Txdot Advance Funding Agreement

MAFA defines the terms and conditions of the relationship and cites federal and regional laws governing agreements with LGs. The LG formally adopts a MAFA through formal measures taken by its governing body and agrees that its general terms of sale are respected for all local projects between TxDOT and LG, unless a specific exception is made in an LPAFA. The signing of an MAFA waives the obligation of both parties to negotiate and review the terms and conditions of the contract at each conclusion of an LPAFA. MAFA does not indicate the costs or volume of work for individual projects. MAFA also does not have a fixed termination date and applies until its termination by TxDOT or LG. An AFA provision between an LG and TxDOT includes the funding tasks of each part of the AFA. Public, federal and local funding missions and funding methods (fixed or percentage) are defined. Each party`s funding obligation is limited to the values specified in the agreement, unless it is the party responsible for cost overruns or a change to the AFA is made in writing by both parties. In order for TxDOT to devote funds or other resources to a transportation project with a local government (LG), a written contract must first be entered into between the parties. At TxDOT, an advance funding agreement (AFA) is the form of the most widely used contract to develop projects with LGs. If TxDOT contracts with another party, usually a private company, for a clearly defined service or service such as engineering plans, environmental studies or asphalt for a highway, a purchase contract is used. However, the AFA is not a purchase agreement. The AFA is an agreement under which TxDOT and LG would allocate participation in a transportation improvement project.

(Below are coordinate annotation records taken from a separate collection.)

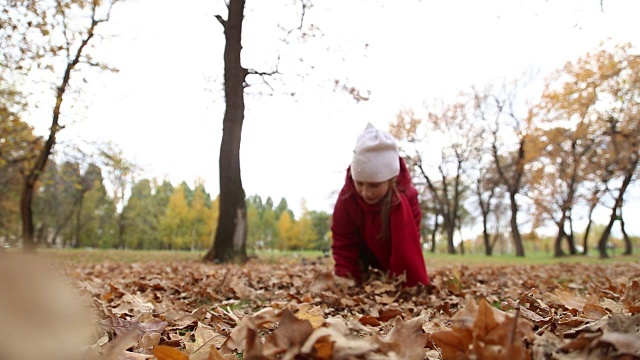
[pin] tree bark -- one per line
(602, 244)
(231, 235)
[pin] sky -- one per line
(164, 107)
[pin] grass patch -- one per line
(83, 256)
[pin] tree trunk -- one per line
(628, 246)
(451, 248)
(26, 213)
(571, 238)
(488, 247)
(602, 244)
(231, 235)
(515, 232)
(436, 226)
(561, 234)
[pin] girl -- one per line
(376, 220)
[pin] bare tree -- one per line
(66, 28)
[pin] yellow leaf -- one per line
(163, 352)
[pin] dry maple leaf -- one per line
(406, 339)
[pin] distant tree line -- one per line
(515, 159)
(94, 204)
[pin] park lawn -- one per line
(92, 256)
(171, 299)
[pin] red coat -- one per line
(356, 229)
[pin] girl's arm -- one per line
(345, 245)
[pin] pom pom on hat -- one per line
(375, 158)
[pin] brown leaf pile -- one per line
(296, 311)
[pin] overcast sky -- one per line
(165, 106)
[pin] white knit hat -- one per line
(375, 158)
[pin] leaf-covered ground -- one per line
(296, 310)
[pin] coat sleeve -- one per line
(346, 245)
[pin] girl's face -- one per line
(370, 192)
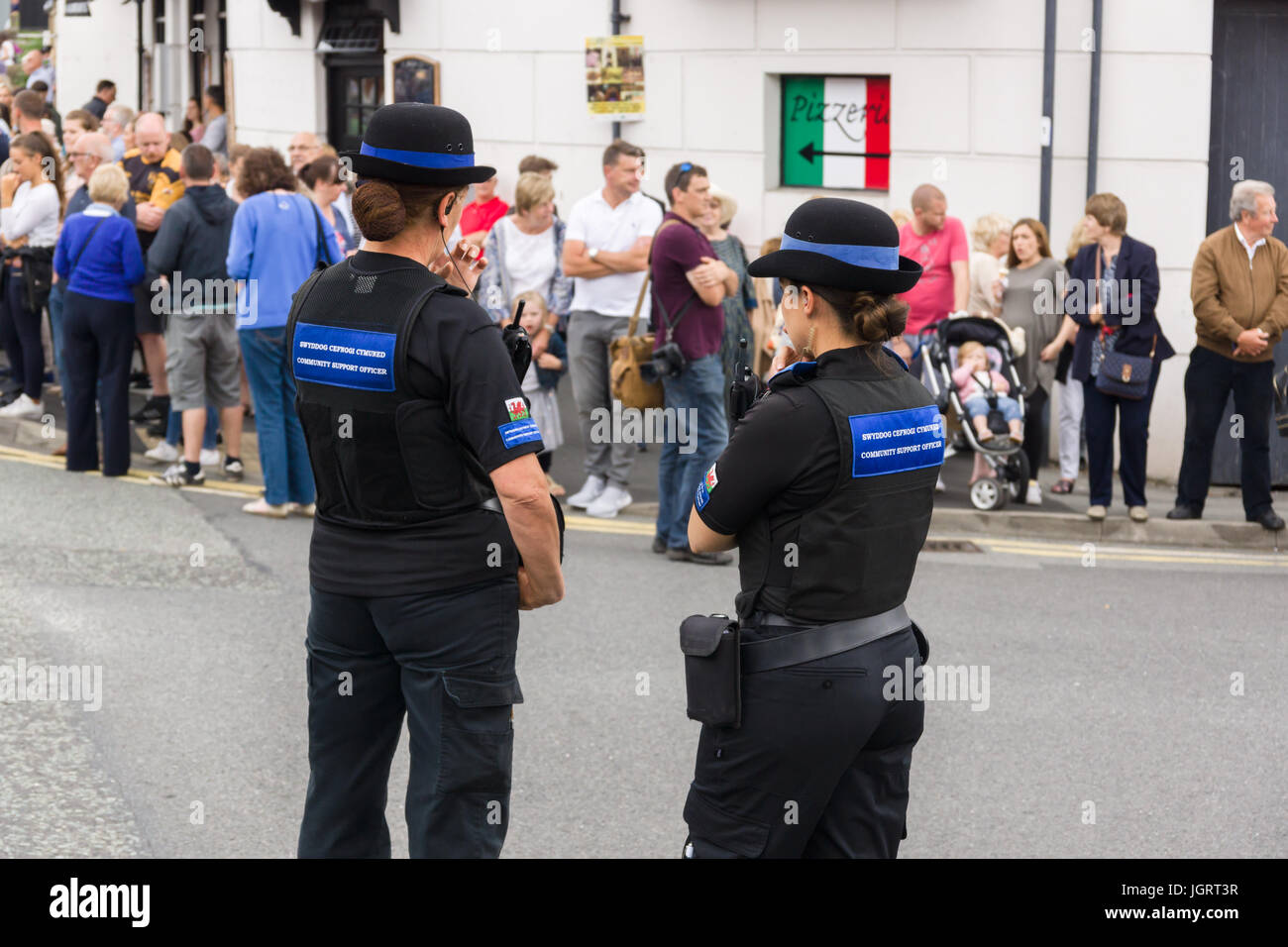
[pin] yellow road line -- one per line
(132, 475)
(635, 527)
(1117, 554)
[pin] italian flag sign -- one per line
(836, 132)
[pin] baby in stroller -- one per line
(975, 379)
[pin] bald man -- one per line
(303, 149)
(153, 167)
(938, 243)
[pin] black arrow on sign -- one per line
(809, 151)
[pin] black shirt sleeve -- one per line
(782, 459)
(456, 356)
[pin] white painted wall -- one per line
(91, 48)
(966, 85)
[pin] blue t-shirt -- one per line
(108, 264)
(273, 249)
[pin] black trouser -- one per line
(21, 330)
(1102, 412)
(819, 767)
(98, 341)
(1209, 381)
(446, 660)
(1035, 429)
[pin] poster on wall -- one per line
(416, 80)
(836, 132)
(614, 77)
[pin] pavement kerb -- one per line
(1072, 527)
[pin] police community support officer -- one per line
(825, 487)
(428, 492)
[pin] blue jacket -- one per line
(274, 247)
(110, 265)
(549, 377)
(1136, 261)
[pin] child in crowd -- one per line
(542, 379)
(975, 377)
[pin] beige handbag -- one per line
(629, 352)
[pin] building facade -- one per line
(724, 81)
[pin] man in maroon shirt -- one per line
(690, 285)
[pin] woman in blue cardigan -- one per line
(1120, 318)
(273, 249)
(99, 261)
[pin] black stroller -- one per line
(1005, 457)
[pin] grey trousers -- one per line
(1070, 428)
(589, 335)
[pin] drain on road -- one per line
(951, 547)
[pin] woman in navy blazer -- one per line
(1127, 317)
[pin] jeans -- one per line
(1132, 419)
(589, 335)
(174, 428)
(99, 342)
(56, 295)
(1035, 429)
(1209, 381)
(697, 401)
(442, 660)
(283, 454)
(21, 330)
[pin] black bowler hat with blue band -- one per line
(845, 245)
(413, 144)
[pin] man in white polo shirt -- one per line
(605, 252)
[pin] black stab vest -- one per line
(854, 553)
(384, 458)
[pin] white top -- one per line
(616, 230)
(529, 258)
(33, 215)
(1252, 249)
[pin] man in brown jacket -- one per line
(1239, 289)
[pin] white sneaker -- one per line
(589, 492)
(22, 406)
(163, 453)
(609, 502)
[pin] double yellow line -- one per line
(579, 522)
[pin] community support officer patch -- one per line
(344, 357)
(522, 427)
(897, 441)
(704, 487)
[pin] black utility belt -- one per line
(715, 656)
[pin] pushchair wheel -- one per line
(1016, 472)
(988, 493)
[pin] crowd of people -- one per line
(175, 248)
(172, 252)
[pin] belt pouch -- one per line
(712, 672)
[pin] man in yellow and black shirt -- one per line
(153, 167)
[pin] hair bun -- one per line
(879, 318)
(378, 210)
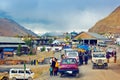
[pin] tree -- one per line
(50, 41)
(79, 39)
(67, 38)
(19, 50)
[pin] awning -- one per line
(8, 49)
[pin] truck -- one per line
(99, 60)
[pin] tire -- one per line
(5, 78)
(30, 78)
(14, 78)
(60, 74)
(77, 75)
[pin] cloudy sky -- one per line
(57, 15)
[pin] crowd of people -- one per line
(53, 67)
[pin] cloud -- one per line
(57, 15)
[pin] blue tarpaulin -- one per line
(85, 47)
(8, 49)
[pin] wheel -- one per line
(60, 74)
(5, 78)
(77, 75)
(93, 67)
(13, 78)
(30, 78)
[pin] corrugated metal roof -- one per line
(12, 46)
(98, 36)
(10, 40)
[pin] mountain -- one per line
(9, 27)
(110, 24)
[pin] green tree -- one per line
(79, 39)
(43, 49)
(19, 50)
(50, 41)
(67, 38)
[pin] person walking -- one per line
(80, 58)
(53, 65)
(51, 70)
(56, 68)
(86, 58)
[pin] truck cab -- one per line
(99, 60)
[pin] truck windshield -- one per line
(68, 61)
(72, 54)
(99, 55)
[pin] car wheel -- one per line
(77, 75)
(5, 78)
(13, 78)
(60, 74)
(30, 78)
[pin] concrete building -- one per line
(90, 38)
(10, 44)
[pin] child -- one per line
(51, 70)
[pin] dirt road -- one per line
(87, 73)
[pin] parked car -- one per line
(69, 66)
(102, 44)
(18, 73)
(99, 60)
(70, 53)
(111, 51)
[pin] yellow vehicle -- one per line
(4, 76)
(99, 60)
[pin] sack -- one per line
(51, 69)
(55, 69)
(56, 64)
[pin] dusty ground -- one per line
(87, 73)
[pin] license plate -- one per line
(100, 64)
(70, 72)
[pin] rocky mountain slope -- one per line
(9, 27)
(109, 24)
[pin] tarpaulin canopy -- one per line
(8, 49)
(85, 47)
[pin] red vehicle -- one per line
(69, 66)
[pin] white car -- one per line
(70, 53)
(16, 73)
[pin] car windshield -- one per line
(72, 54)
(99, 55)
(68, 61)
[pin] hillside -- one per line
(109, 24)
(9, 27)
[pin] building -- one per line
(9, 45)
(90, 38)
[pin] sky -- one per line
(42, 16)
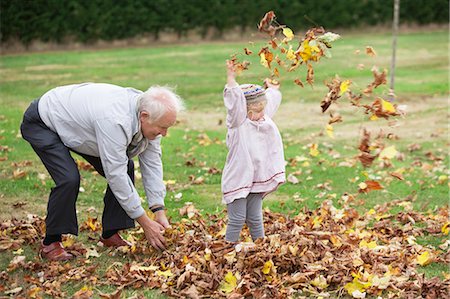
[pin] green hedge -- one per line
(90, 20)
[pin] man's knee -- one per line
(71, 181)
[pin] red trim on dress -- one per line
(259, 182)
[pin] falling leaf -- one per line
(365, 244)
(267, 268)
(313, 150)
(84, 293)
(288, 33)
(424, 259)
(298, 82)
(368, 186)
(329, 129)
(388, 153)
(344, 87)
(168, 273)
(446, 228)
(292, 179)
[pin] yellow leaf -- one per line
(336, 241)
(388, 153)
(293, 249)
(263, 60)
(305, 51)
(68, 242)
(317, 221)
(446, 228)
(166, 273)
(356, 285)
(329, 130)
(229, 283)
(222, 232)
(387, 106)
(34, 292)
(313, 150)
(170, 182)
(290, 54)
(344, 87)
(442, 179)
(320, 282)
(424, 259)
(267, 267)
(207, 255)
(365, 244)
(288, 33)
(381, 282)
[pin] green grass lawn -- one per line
(198, 72)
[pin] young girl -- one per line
(255, 163)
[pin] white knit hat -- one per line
(253, 93)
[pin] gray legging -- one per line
(245, 210)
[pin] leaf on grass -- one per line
(229, 283)
(313, 150)
(424, 259)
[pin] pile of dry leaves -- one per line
(327, 252)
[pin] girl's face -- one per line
(255, 111)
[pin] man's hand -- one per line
(271, 83)
(153, 232)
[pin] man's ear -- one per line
(144, 115)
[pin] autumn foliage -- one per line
(322, 252)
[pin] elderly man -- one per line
(107, 125)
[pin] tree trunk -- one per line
(394, 47)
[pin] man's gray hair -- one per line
(158, 100)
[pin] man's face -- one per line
(151, 130)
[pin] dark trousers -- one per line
(61, 210)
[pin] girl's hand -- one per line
(271, 83)
(230, 69)
(231, 74)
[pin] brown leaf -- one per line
(370, 51)
(299, 82)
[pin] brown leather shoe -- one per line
(54, 252)
(115, 241)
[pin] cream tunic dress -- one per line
(255, 161)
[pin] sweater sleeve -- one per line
(273, 101)
(236, 106)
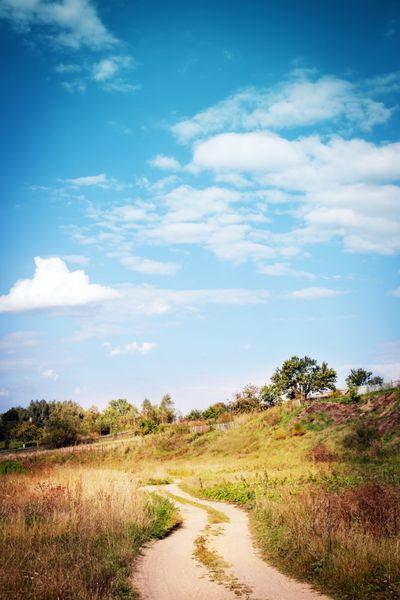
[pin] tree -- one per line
(358, 377)
(299, 377)
(248, 400)
(26, 432)
(147, 426)
(39, 411)
(149, 411)
(214, 411)
(167, 409)
(120, 415)
(194, 415)
(269, 395)
(64, 424)
(376, 380)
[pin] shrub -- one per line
(11, 466)
(320, 453)
(280, 433)
(298, 429)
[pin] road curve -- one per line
(167, 569)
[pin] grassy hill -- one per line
(321, 483)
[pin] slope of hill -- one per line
(321, 483)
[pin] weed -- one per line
(11, 466)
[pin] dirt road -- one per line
(203, 561)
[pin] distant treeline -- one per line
(55, 424)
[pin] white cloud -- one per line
(283, 270)
(130, 348)
(109, 74)
(248, 152)
(167, 163)
(50, 374)
(105, 69)
(101, 180)
(149, 267)
(314, 293)
(76, 259)
(343, 188)
(53, 285)
(69, 23)
(13, 342)
(302, 100)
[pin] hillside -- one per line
(321, 482)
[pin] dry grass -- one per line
(345, 540)
(70, 533)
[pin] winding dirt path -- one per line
(169, 570)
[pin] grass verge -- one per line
(72, 533)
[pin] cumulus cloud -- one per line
(101, 180)
(13, 342)
(345, 188)
(130, 348)
(70, 23)
(76, 259)
(314, 293)
(302, 100)
(52, 286)
(167, 163)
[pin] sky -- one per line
(193, 192)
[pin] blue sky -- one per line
(194, 192)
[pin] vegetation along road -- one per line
(211, 556)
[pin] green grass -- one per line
(214, 516)
(287, 487)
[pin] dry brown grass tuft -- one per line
(346, 540)
(69, 533)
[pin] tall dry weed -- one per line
(68, 533)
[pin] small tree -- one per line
(299, 377)
(194, 415)
(248, 400)
(269, 395)
(167, 409)
(213, 412)
(358, 377)
(377, 380)
(26, 432)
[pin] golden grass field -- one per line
(324, 506)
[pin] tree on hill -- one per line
(26, 432)
(149, 411)
(39, 411)
(120, 415)
(194, 415)
(300, 377)
(64, 425)
(269, 395)
(248, 400)
(358, 377)
(167, 409)
(214, 411)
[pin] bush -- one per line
(321, 453)
(298, 429)
(280, 434)
(11, 466)
(147, 426)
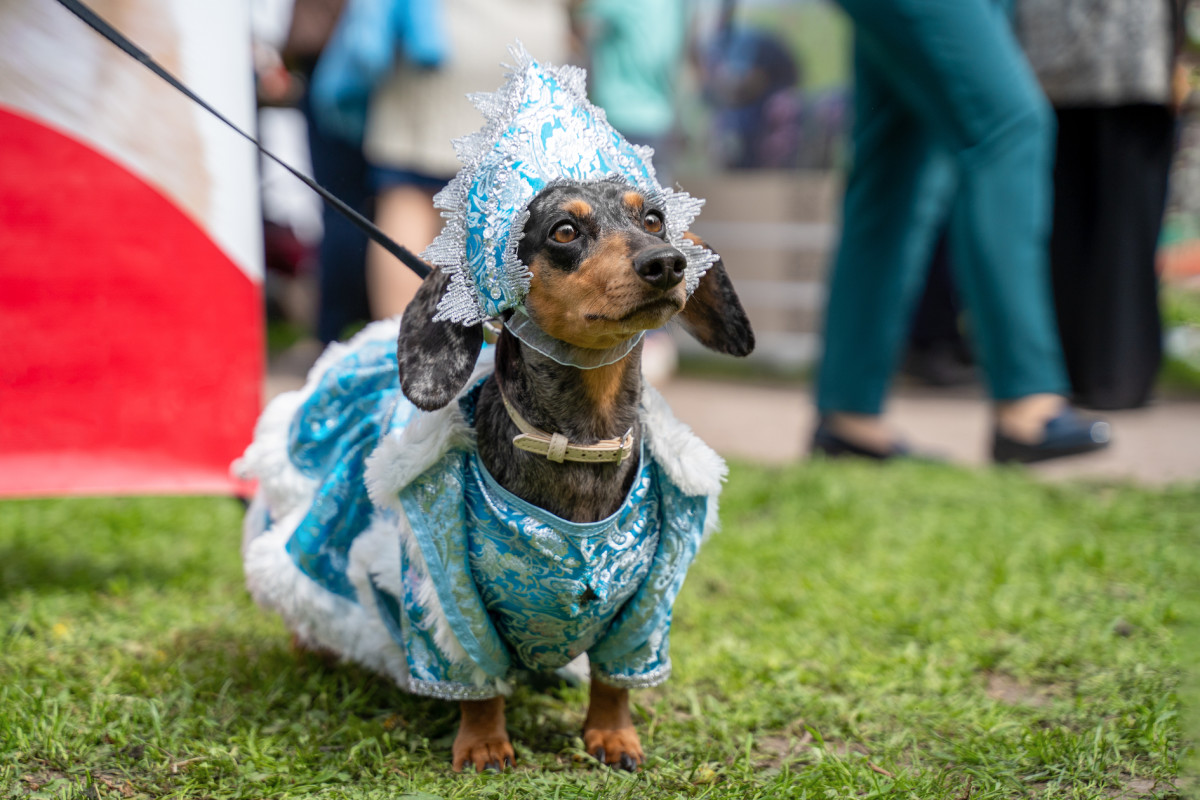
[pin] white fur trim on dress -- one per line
(691, 464)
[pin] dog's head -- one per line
(603, 272)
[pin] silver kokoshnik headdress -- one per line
(540, 130)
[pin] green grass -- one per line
(852, 632)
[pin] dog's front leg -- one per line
(609, 732)
(481, 738)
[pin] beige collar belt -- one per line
(558, 449)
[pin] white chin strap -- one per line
(568, 355)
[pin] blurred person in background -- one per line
(1108, 70)
(339, 166)
(949, 122)
(751, 82)
(634, 53)
(413, 62)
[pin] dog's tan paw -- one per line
(489, 752)
(618, 747)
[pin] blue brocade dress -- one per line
(379, 535)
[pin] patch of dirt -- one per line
(1143, 787)
(783, 747)
(1009, 691)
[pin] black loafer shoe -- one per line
(1067, 434)
(828, 444)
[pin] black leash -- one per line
(367, 227)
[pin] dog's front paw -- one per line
(487, 752)
(618, 747)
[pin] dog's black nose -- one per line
(660, 266)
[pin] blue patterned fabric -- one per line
(540, 130)
(331, 434)
(519, 587)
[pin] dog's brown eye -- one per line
(653, 222)
(564, 233)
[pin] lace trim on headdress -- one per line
(540, 128)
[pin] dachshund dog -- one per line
(603, 274)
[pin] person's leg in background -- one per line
(405, 211)
(1110, 192)
(897, 192)
(341, 277)
(957, 67)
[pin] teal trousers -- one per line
(951, 128)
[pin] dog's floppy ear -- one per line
(714, 314)
(436, 359)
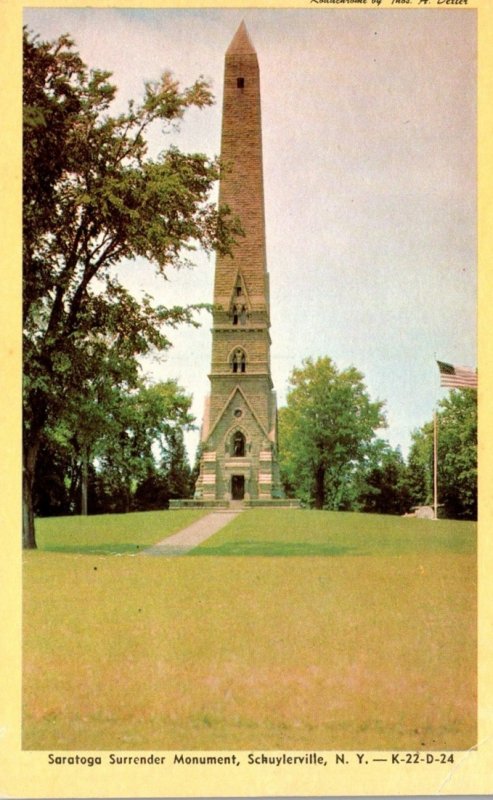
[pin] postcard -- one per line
(245, 496)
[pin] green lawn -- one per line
(365, 637)
(288, 532)
(111, 533)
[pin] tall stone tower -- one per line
(239, 432)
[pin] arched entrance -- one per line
(237, 487)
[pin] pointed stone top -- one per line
(241, 42)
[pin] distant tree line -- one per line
(134, 459)
(332, 458)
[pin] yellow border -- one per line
(26, 774)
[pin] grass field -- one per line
(111, 533)
(337, 631)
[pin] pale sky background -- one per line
(369, 146)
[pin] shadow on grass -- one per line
(96, 549)
(276, 549)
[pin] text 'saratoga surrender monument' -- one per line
(239, 432)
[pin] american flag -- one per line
(457, 377)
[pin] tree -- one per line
(93, 197)
(457, 454)
(384, 479)
(324, 430)
(456, 457)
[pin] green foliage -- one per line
(456, 457)
(324, 431)
(93, 197)
(384, 487)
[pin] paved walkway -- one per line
(193, 535)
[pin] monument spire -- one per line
(239, 434)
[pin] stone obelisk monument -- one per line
(239, 432)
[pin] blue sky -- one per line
(369, 144)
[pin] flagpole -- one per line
(435, 464)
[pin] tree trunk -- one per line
(320, 487)
(28, 532)
(84, 481)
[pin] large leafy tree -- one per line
(457, 421)
(384, 481)
(92, 197)
(324, 430)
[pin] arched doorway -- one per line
(237, 487)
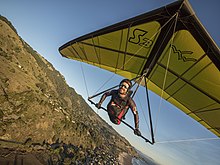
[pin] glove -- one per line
(137, 132)
(98, 105)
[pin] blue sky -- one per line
(46, 25)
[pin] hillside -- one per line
(38, 108)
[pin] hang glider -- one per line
(168, 45)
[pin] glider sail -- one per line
(168, 44)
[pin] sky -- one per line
(46, 25)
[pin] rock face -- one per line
(37, 104)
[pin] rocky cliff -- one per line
(38, 107)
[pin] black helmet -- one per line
(127, 81)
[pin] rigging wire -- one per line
(166, 73)
(187, 140)
(84, 78)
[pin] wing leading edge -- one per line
(168, 41)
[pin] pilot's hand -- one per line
(98, 105)
(137, 132)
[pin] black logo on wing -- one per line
(181, 54)
(139, 38)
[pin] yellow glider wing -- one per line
(170, 44)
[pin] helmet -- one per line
(127, 81)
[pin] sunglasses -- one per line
(123, 86)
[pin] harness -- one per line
(117, 108)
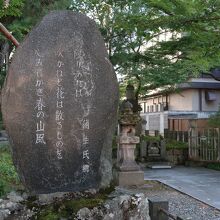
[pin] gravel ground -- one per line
(180, 204)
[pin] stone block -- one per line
(154, 206)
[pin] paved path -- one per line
(200, 183)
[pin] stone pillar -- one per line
(129, 172)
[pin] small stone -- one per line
(84, 213)
(15, 197)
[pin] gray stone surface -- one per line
(59, 106)
(129, 207)
(130, 178)
(200, 183)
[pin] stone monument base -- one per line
(130, 178)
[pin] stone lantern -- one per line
(129, 171)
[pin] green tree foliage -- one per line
(135, 32)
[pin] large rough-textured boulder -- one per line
(59, 106)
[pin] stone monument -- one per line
(59, 106)
(129, 171)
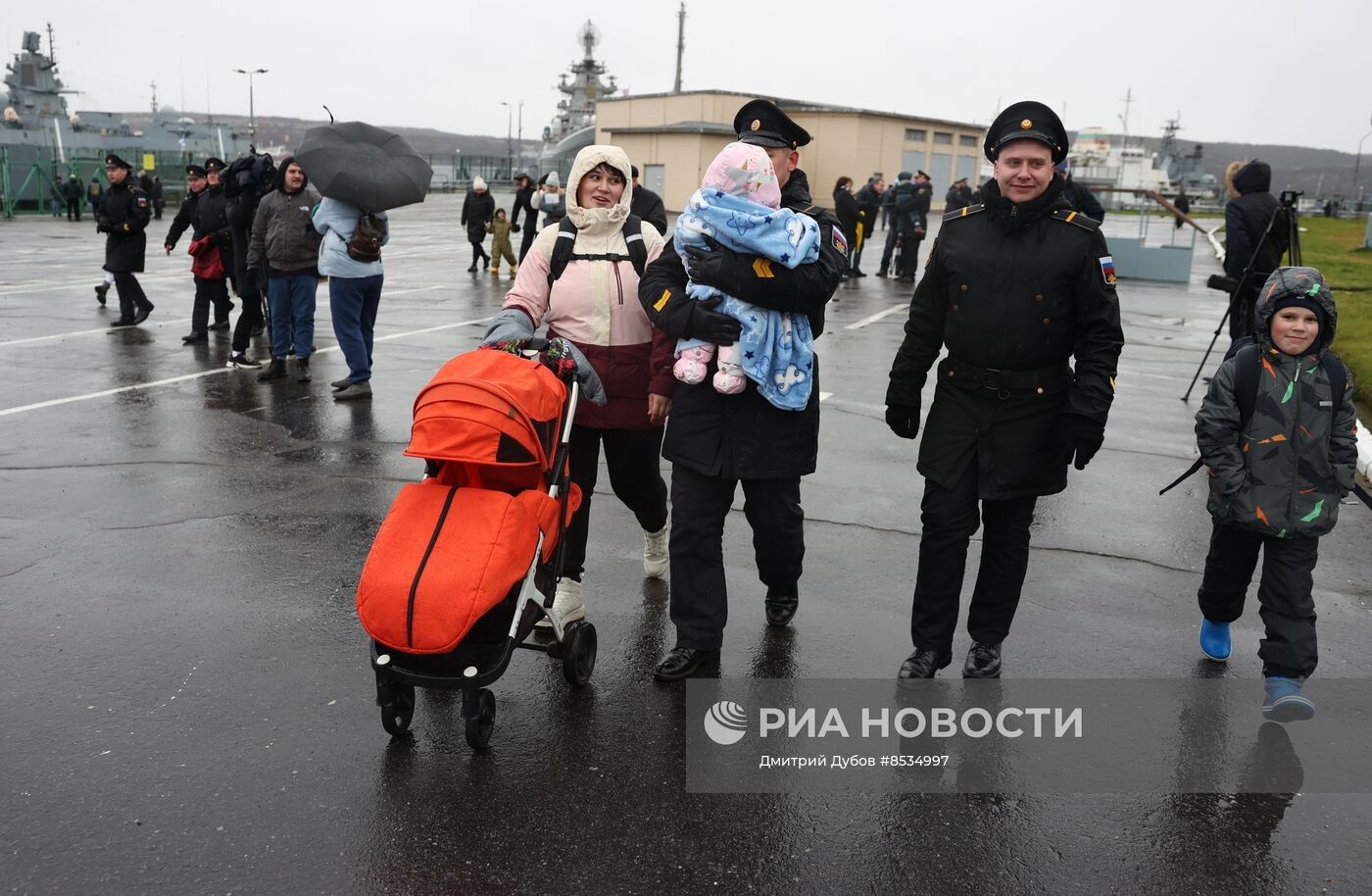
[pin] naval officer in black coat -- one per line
(716, 441)
(122, 217)
(1017, 288)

The AFA allows TxDOT and LG to “together” implement a specific project. During the AFA negotiation, TxDOT-Bezirksamt must first check with the Finance Department (FIN) whether LG has a balance outstanding due to the State. In most cases, the remaining balances to be liquidated must be paid before other financing agreements can be concluded. Once a MAFA has been completed, an LPAFA is used to define the extent of the work and the financial responsibility of a given project. The implementation of an LPAFA requires formal action by LG`s governing body. The duration of the LPAFA contract normally ends at the end of the project, unless the AFLA is terminated prematurely or extended on the basis of a change to the APAA by both parties. The LPAFA determines the distribution of responsibilities in carrying out the work, such as .B acquisition of priority rights, the environment, the preparation of the ESP, the construction of the roadway and other aspects of the project. In addition, these AfA for voluntary projects differ from a local agreement on the system (LOSA). The voluntary agreement provides that LG can contribute to TxDOT`s project work.

A LOSA applies to a construction project located on the national road system for which the local government contributes to all funds and manages or performs all engineering and construction work.